Department of Biosciences and Nutrition, Karolinska Institutet, Huddinge, Sweden.
PLoS One. 2013;8(2):e57458. doi: 10.1371/journal.pone.0057458. Epub 2013 Feb 25.
An increasing body of evidence now links estrogenic signalling with the metabolic syndrome (MS). Despite the beneficial estrogenic effects in reversing some of the MS symptoms, the underlying mechanisms remain largely undiscovered. We have previously shown that total estrogen receptor alpha (ERα) knockout (KO) mice exhibit hepatic insulin resistance. To determine whether liver-selective ablation of ERα recapitulates metabolic phenotypes of ERKO mice we generated a liver-selective ERαKO mouse model, LERKO. We demonstrate that LERKO mice have efficient reduction of ERα selectively within the liver. However, LERKO and wild type control mice do not differ in body weight, and have a comparable hormone profile as well as insulin and glucose response, even when challenged with a high fat diet. Furthermore, LERKO mice display very minor changes in their hepatic transcript profile. Collectively, our findings indicate that hepatic ERα action may not be the responsible factor for the previously identified hepatic insulin resistance in ERαKO mice.

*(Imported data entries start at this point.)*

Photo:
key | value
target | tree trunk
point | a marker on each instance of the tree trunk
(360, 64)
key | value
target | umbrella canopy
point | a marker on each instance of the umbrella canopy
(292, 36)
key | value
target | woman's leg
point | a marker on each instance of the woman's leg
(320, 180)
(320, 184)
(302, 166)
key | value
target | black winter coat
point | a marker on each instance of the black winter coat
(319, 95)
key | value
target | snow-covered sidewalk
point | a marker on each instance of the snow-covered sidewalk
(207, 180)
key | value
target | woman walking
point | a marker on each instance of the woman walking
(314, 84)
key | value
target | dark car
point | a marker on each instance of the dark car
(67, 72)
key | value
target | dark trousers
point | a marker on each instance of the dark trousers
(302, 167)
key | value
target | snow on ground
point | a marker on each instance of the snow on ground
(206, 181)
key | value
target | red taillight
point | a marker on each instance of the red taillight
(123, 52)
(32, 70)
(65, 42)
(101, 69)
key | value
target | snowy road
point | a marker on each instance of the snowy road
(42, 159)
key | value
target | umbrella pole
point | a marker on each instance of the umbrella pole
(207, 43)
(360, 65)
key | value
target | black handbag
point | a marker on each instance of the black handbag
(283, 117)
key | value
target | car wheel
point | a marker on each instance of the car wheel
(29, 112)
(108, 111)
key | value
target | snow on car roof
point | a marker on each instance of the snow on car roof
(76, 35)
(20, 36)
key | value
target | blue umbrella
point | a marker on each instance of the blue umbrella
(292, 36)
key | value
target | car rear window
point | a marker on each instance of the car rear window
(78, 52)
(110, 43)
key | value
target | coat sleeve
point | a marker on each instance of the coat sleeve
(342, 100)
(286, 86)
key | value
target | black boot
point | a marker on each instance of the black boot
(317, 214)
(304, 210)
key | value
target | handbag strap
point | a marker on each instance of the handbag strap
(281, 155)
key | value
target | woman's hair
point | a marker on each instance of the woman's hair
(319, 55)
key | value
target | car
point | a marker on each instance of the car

越来越多的证据表明,雌激素信号与代谢综合征(MS)有关。尽管雌激素具有逆转部分 MS 症状的有益作用,但潜在机制在很大程度上仍未被发现。我们之前已经表明,雌激素受体α(ERα)敲除(KO)小鼠表现出肝胰岛素抵抗。为了确定肝特异性 ERα 缺失是否重现 ERKO 小鼠的代谢表型,我们生成了肝特异性 ERαKO 小鼠模型,LERKO。我们证明 LERKO 小鼠在肝脏中能够有效地选择性降低 ERα。然而,LERKO 和野生型对照小鼠的体重没有差异,并且具有相似的激素谱以及胰岛素和葡萄糖反应,即使在高脂肪饮食的挑战下也是如此。此外,LERKO 小鼠的肝转录谱变化非常小。总之,我们的研究结果表明,肝 ERα 作用可能不是 ERαKO 小鼠先前确定的肝胰岛素抵抗的原因。